So next, she looked into intramurals. This time, she found herself on a co-ed team fulfilling one of the two “mandated” female player roles, and no closer to a sense of belonging than when she started.

And just like that, she was out of options. At least, the existing ones.

“I was shocked to learn that my school didn’t have a club women’s basketball team,” Khelsi recalls. She contacted the club director to see what it would take to start one, and received a stack of forms. Khelsi returned sophomore year, alongside a few women from the intramural league, with a complete proposal covering budget, travel, and uniforms. “We just kind of winged it,” she admits. Their persistence paid off: the proposal was approved.

Thus began the project that would define her college experience: founding, captaining, and even coaching USF’s first women’s club basketball team. “Our first tryouts were amazing. We had more than 50 girls,” she recalls, still awed by the demand she’d uncovered at USF. “My assumption was that there must not be enough girls to have a club women’s team. But clearly that wasn’t the case.”

The inaugural season was a learning curve. Khelsi wore every hat: co-founder, president, coach, player, captain. “I learned I cannot do all those,” she laughs, though she’s grateful for the perspective it gave her.

The club team’s first season had a mixed record–5-5 overall–but the wins and losses were hardly the point. Khelsi had created a home for herself–and for others. And the second year solidified everything. Even when sidelined by a foot injury, Khelsi leaned into leadership as coach and mentor. “I was really just grateful to still be in it, and I was enjoying myself coaching,” she says. The squad, run entirely by students, was the only self-coached club team in California. (Fun fact: so new to the process, they didn’t know that they could hire a coach–but this minor oversight only made the experience more special.)

It’s also worth noting that their team was recognized as USF’s Rising Club of the Year Award in 2023, a huge milestone for a brand-new team. And for the 2024-25 year, their team was awarded the highest GPA among all club sports teams at USF.

“Brewster introduced me to the idea that it’s so much bigger than basketball,” Khelsi said. “That’s something we try to implement to our program.” Under Khelsi’s leadership, the team regularly does community service work. They also engage in discussions and projects for heritage months and their different identities.

“We can practice and we can play games, but that’s not what this is about,” Khelsi says. “This is a community. It’s so much more important than you think to have a place to call home, to have people to call family, and to have friends that share the same passion and mission with you. I think it’s essential.”

The roots of this leadership run deep. At Brewster, Khelsi learned that being on a team “wasn’t a question of whether we were going to value chemistry and family and respect on and off the court,” she says. “You can’t just go out there and play basketball. You have to trust each other, know each other, and want to do this for each other.
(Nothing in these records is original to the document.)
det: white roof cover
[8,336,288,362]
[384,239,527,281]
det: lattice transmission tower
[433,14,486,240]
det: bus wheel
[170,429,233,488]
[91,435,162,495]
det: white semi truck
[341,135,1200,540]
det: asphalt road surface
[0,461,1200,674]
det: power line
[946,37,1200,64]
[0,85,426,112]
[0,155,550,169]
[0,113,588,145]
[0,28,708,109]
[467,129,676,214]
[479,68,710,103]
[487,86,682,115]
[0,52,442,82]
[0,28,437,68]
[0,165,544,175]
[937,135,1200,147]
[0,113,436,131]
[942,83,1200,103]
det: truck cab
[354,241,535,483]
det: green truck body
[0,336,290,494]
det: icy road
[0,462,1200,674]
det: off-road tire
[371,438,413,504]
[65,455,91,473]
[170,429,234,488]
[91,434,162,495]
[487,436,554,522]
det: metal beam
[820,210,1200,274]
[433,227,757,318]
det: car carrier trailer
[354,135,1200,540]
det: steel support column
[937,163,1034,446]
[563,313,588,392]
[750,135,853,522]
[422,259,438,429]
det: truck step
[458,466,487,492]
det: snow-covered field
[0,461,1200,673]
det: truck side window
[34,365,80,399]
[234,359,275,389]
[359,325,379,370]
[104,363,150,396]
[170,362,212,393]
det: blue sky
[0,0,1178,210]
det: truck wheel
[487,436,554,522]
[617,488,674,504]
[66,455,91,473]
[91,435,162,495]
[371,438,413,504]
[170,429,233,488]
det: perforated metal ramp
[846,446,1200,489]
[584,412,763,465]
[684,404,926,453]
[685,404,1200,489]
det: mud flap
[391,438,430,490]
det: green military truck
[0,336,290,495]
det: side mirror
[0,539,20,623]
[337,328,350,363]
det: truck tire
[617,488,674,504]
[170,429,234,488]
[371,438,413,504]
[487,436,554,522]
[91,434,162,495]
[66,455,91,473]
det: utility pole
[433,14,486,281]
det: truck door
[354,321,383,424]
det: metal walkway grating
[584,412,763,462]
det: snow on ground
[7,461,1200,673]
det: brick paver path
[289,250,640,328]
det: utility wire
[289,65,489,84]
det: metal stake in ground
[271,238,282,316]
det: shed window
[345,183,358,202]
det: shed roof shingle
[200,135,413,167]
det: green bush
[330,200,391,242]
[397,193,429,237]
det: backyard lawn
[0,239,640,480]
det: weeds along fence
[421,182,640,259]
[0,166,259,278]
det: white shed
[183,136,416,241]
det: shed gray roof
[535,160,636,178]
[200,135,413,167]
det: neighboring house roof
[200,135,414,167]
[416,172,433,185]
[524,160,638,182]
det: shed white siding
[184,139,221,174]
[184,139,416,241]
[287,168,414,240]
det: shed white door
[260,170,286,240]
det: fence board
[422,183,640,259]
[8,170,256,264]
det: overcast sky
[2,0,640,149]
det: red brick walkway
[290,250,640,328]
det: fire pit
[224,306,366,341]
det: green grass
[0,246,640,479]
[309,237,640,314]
Basketball is almost secondary.” She credits this philosophy to the reason for her Brewster team’s success, which won the NEPSAC Class C Championship her senior year.

It’s also key to her club’s success. In just their second season, the team earned a #2 seed in the California National Club Basketball Association (NCBBA) playoffs and won the California Regional Championship.

Still, Khelsi’s favorite moment wasn’t a win. After a regular game in February, she looked around at her club team–composed of players from a variety of high schools and basketball experiences–and the full extent of her impact hit her. “I ended up crying after this one game,” she recounts. “When I first got to school, that feeling of loneliness was so wild. Creating what I didn’t have, and providing that for others—I just felt overwhelmingly grateful.”

She takes pride in her legacy. “Knowing that we have freshmen who have grown up on our team, and they’re now entering their junior year, is awesome.  We’re preparing them for taking on this role when we all graduate.”

Khelsi, a psychology major, is already planning on pursuing a career in athletics after graduation–a decision that also has roots from her time at Brewster. During her spring season at Brewster, she worked with Brewster’s Athletics Operations Coordinator Drew Bridgeman. “That athletics job really cleared things up for me about how much I loved working in the realm of sports.”

She’s already finding sports outlets outside of college, coaching youth players in California and using every piece of wisdom Brewster gave her. She tells her girls: “If you can’t do it for yourself, do it for your teammates, your parents… your little brother, your little sister, watching you, following you in your footsteps. That’s all that matters.”

For Khelsi, through every chapter of her basketball journey, one thing remains constant. Basketball may be the activity, but the real result is something much greater: a place where people come together, belong, and find a family that, like her Brewster bonds, never fades.